When you look at the complete set, you should get all 200 labels:
> valid_dl <- dataloader(valid_ds, batch_size = 10000, shuffle = FALSE, drop_last = TRUE)
> labels <- dataloader_next(dataloader_make_iter(valid_dl))[[2]]
> unique(as.numeric(labels))
[1] 1 2 3 4 5 6 7 8 9 10 11 12 13 14 15 16 17 18 19
[20] 20 21 22 23 24 25 26 27 28 29 30 31 32 33 34 35 36 37 38
[39] 39 40 41 42 43 44 45 46 47 48 49 50 51 52 53 54 55 56 57
[58] 58 59 60 61 62 63 64 65 66 67 68 69 70 71 72 73 74 75 76
[77] 77 78 79 80 81 82 83 84 85 86 87 88 89 90 91 92 93 94 95
[96] 96 97 98 99 100 101 102 103 104 105 106 107 108 109 110 111 112 113 114
[115] 115 116 117 118 119 120 121 122 123 124 125 126 127 128 129 130 131 132 133
[134] 134 135 136 137 138 139 140 141 142 143 144 145 146 147 148 149 150 151 152
[153] 153 154 155 156 157 158 159 160 161 162 163 164 165 166 167 168 169 170 171
[172] 172 173 174 175 176 177 178 179 180 181 182 183 184 185 186 187 188 189 190
[191] 191 192 193 194 195 196 197 198 199 200
Does this work for you?
@skeydan yes, it works, my mistake was to create new iterator in all sequential calls of dataloader_next()
.
But I still can't understand why example https://torchvision.mlverse.org/articles/examples/tinyimagenet-alexnet.html doesn't work:
[epoch 1]: Loss = 5.299575, Acc= 0.025040
[epoch 2]: Loss = 5.299323, Acc= 0.025040
[epoch 3]: Loss = 5.299293, Acc= 0.025040
[epoch 4]: Loss = 5.299235, Acc= 0.025040
With model_resnet18()
it looks something better but also confusing:
[epoch 1]: Loss = 4.568783, Acc= 0.064203
[epoch 2]: Loss = 3.636775, Acc= 0.065905
[epoch 3]: Loss = 3.179632, Acc= 0.079127
[epoch 4]: Loss = 2.820852, Acc= 0.080429
[epoch 5]: Loss = 2.472266, Acc= 0.087740
[epoch 6]: Loss = 2.094413, Acc= 0.088442
[epoch 7]: Loss = 1.662074, Acc= 0.084135
[epoch 8]: Loss = 1.191983, Acc= 0.078125
[epoch 9]: Loss = 0.746314, Acc= 0.083333
[epoch 10]: Loss = 0.440392, Acc= 0.082833
[epoch 11]: Loss = 0.281548, Acc= 0.075020
pred <- [torch_topk](https://rdrr.io/pkg/torch/man/torch_topk.html)(pred, k = 5, dim = 2, TRUE, TRUE)[[2]]$add(1L)
should be
pred <- [torch_topk](https://rdrr.io/pkg/torch/man/torch_topk.html)(pred, k = 5, dim = 2, TRUE, TRUE)[[2]]

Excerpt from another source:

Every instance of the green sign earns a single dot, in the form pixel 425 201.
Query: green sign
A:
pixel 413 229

Now model predicts right labels, but alexnet with optim_adam
still doesn't learn anything at least during first several epochs while resnet18 has top5-accuracy 0.37 after first epoch. optim_adagrad(model$parameters, lr = 0.005)
works much better.
# alexnet with optim_adam(model$parameters)
[epoch 1]: Loss = 5.299603, Acc= 0.025040
[epoch 2]: Loss = 5.299326, Acc= 0.025040
# alexnet with optim_adagrad(model$parameters, lr = 0.005)

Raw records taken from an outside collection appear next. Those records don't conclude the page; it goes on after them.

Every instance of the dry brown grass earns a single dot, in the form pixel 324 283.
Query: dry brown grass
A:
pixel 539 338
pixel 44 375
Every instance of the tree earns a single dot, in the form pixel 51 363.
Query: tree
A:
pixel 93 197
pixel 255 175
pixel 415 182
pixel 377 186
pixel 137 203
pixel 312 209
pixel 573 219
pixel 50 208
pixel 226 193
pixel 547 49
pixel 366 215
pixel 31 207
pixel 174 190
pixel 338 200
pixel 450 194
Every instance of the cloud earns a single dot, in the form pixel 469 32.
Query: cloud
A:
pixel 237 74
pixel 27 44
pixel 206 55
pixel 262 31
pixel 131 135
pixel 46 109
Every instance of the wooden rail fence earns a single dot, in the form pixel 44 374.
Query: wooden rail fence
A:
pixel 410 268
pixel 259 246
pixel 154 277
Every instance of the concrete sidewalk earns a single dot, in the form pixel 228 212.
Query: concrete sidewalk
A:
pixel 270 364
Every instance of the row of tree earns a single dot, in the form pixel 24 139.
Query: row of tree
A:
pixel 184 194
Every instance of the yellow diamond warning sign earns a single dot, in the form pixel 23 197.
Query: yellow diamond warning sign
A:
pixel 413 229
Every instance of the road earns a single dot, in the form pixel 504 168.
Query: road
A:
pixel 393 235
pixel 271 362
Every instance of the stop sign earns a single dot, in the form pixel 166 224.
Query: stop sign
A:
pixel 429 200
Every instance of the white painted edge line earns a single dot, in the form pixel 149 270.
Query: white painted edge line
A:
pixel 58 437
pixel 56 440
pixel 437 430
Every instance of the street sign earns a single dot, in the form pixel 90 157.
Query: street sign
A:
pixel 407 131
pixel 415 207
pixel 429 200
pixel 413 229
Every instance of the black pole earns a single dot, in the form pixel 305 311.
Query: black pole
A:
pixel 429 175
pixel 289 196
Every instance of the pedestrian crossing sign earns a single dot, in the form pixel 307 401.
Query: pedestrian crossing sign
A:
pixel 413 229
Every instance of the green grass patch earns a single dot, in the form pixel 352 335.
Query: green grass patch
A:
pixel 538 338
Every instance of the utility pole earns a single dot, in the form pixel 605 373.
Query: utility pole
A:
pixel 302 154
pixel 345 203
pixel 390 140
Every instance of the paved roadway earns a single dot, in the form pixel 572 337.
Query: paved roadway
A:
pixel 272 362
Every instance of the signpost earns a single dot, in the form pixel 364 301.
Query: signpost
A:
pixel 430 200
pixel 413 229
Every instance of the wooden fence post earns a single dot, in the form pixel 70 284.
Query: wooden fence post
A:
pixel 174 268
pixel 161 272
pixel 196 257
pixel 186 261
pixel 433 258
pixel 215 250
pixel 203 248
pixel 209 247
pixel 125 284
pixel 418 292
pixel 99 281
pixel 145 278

[epoch 1]: Loss = 7.493342, Acc= 0.112881
[epoch 2]: Loss = 4.772662, Acc= 0.175381
Hi @statist-bhfz,
I can confirm your improvements work better than the original setting!
[epoch 1]: Loss = 6.557040, Acc= 0.105569
[epoch 2]: Loss = 4.818115, Acc= 0.162760
[epoch 3]: Loss = 4.612732, Acc= 0.209936
[epoch 4]: Loss = 4.457637, Acc= 0.241587
[epoch 5]: Loss = 4.362794, Acc= 0.255909
Merging your PR, thanks for the contribution!